A recent study published in the journal Nature Chemical Biology shows that sponges are the perfect breeding ground for bacteria, so much so that microbiologists consider using them as a potential bacteria-growing medium.
But why is this so?
The answer is — the sponge’s structure that enables different bacteria to develop and co-exist more comfortably.
The porous structure and openings of various sizes act as compartments where various bacteria can live and create local communities without bothering each other, making them a bacteria paradise.
For this reason, the bacterial biodiversity found in sponges is even superior to that in liquid mediums scientists create for the purpose of bacteria breeding.
Does this mean you should reconsider using a kitchen sponge?
Obviously, food scraps and a humid environment play a critical role in bacteria thriving here.
Scientific evidence shows that a kitchen sponge has a bewildering density of bacteria — a staggering 54 billion bacteria per cubic centimeter.
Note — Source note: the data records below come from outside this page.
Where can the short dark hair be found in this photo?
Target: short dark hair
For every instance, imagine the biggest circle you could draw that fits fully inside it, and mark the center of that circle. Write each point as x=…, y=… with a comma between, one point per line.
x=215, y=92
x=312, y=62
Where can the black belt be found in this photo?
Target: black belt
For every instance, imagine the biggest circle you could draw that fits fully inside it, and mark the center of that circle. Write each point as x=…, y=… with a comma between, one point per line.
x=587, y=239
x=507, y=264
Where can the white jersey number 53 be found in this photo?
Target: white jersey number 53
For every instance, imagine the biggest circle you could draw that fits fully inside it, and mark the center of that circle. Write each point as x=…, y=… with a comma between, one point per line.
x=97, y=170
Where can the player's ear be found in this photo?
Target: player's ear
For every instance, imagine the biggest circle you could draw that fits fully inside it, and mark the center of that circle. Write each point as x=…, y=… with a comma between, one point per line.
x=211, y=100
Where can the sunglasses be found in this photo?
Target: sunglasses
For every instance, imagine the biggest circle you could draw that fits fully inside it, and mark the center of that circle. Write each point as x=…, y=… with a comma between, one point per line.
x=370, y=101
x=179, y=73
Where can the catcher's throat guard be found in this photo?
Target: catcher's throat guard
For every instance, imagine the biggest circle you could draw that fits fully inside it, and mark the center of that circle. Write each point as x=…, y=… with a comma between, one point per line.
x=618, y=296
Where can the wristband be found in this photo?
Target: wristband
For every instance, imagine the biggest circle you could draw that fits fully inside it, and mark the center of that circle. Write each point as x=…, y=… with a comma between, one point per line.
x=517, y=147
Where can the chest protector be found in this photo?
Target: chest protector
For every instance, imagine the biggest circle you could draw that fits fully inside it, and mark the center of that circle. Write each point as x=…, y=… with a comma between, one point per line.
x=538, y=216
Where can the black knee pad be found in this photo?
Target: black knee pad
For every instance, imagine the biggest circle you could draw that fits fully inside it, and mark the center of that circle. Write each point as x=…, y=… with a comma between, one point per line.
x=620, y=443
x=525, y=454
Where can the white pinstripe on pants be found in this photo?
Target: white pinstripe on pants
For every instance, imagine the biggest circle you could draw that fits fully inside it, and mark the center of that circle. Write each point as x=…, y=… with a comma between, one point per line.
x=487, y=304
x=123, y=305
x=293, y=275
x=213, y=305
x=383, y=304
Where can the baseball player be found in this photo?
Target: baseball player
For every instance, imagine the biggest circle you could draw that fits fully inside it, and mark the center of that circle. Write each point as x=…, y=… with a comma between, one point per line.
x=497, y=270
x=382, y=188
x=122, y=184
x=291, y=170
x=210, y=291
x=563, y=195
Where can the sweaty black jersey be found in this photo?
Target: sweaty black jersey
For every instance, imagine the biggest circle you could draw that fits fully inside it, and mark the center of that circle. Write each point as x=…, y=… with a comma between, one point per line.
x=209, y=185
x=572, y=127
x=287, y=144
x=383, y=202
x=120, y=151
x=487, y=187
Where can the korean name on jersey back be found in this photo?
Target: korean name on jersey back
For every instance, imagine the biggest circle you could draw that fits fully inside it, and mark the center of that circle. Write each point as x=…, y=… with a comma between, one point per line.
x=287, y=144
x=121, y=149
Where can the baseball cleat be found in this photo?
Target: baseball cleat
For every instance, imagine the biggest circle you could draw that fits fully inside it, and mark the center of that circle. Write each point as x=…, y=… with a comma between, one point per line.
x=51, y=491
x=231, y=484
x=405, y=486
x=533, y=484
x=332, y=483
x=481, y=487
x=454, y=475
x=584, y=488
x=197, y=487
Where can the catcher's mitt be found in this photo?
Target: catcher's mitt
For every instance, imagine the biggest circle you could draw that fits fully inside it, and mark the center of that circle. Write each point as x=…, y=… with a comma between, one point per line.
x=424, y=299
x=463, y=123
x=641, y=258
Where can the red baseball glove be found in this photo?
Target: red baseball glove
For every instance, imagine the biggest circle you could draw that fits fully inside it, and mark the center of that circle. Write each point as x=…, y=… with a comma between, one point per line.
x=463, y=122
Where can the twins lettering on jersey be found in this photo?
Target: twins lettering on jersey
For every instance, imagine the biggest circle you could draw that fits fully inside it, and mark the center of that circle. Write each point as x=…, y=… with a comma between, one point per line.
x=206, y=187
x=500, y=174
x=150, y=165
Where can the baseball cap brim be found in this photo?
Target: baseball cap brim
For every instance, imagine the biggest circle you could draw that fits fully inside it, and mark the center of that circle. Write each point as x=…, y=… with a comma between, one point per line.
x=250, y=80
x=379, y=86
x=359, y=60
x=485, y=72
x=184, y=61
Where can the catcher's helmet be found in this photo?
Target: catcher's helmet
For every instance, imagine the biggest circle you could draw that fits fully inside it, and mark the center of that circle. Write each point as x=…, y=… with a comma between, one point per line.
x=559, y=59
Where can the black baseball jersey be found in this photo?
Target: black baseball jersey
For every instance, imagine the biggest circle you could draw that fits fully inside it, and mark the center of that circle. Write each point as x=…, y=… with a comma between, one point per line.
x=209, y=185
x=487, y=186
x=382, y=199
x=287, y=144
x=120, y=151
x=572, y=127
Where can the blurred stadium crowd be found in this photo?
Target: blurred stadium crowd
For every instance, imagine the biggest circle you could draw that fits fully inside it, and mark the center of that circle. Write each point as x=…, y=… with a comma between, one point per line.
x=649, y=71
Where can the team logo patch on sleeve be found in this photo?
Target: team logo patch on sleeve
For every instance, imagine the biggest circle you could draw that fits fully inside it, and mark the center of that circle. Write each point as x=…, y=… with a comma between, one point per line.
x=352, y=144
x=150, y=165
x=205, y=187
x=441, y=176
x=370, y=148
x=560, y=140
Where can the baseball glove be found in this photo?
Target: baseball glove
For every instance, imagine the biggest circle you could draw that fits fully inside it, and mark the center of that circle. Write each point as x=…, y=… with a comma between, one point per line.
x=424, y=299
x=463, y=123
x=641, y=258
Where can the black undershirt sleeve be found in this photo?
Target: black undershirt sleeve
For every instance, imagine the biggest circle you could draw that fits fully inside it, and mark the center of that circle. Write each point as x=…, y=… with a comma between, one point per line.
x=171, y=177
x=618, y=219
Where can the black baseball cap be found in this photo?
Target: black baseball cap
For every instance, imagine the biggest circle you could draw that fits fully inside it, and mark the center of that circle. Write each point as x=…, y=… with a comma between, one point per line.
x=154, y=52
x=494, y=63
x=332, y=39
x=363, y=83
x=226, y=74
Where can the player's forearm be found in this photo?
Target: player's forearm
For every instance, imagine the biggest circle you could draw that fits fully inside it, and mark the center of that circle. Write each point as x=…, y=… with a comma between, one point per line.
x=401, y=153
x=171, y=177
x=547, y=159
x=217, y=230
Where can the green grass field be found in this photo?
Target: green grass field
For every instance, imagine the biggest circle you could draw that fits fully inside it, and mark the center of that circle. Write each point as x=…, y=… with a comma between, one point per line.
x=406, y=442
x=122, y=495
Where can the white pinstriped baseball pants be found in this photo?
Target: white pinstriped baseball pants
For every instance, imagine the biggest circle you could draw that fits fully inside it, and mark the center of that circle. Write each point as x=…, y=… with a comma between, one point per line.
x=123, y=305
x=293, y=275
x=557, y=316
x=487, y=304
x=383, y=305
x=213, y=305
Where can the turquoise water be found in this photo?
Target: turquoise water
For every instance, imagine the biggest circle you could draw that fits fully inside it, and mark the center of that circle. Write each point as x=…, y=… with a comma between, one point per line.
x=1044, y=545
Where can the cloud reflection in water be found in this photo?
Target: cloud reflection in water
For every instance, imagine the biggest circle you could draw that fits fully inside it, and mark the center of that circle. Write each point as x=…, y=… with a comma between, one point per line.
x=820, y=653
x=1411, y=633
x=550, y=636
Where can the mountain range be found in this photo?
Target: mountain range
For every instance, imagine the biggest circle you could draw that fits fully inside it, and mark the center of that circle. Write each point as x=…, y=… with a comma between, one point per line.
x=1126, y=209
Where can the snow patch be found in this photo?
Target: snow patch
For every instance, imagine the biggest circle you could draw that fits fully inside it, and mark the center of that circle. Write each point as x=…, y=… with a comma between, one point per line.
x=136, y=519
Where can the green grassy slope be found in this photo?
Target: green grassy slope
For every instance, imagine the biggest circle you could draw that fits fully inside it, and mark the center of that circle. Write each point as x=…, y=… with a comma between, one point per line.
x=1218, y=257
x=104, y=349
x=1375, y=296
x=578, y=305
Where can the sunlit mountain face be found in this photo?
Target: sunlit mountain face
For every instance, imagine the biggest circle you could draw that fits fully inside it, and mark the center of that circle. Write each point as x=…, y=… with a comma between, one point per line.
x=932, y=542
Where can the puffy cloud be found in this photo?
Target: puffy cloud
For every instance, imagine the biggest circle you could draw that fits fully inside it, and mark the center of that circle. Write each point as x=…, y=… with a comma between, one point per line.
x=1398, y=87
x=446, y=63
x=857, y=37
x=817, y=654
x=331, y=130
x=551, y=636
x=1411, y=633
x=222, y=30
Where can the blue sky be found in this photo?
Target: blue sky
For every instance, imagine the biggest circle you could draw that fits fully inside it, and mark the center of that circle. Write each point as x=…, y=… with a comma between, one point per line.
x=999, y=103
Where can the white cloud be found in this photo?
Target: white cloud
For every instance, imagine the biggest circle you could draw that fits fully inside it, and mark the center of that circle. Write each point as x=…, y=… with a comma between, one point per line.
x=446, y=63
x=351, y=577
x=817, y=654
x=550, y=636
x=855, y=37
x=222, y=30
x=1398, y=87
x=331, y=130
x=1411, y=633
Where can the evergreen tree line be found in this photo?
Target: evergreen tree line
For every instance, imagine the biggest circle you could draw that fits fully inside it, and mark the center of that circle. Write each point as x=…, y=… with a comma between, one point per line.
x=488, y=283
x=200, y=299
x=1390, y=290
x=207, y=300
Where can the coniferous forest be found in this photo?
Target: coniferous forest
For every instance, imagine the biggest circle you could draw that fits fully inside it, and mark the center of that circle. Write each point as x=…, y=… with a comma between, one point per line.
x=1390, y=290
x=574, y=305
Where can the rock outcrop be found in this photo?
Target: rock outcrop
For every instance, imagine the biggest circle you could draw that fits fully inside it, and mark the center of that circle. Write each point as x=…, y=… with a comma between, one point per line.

Furthermore, the researchers identified as many as 362 different species-like groups of bacteria (OTUs) in there.
Luckily, not all bacterial strains identified were harmful to human health.
Still, the kitchen sponge deserves a place on the list of the most germ-infested kitchen items that most of us forget to clean. And, even if you do microwave it or occasionally clean it in the dishwasher, there’s no guarantee of complete bacteria removal.
Additionally, though most bacteria found on the kitchen sponge are harmless, they still have the potential to harbor dangerous microbes like Salmonella if exposed to them.
This is why experts recommend ditching kitchen sponges altogether and replacing them with a dish brush or other more hygienic cleaning tools.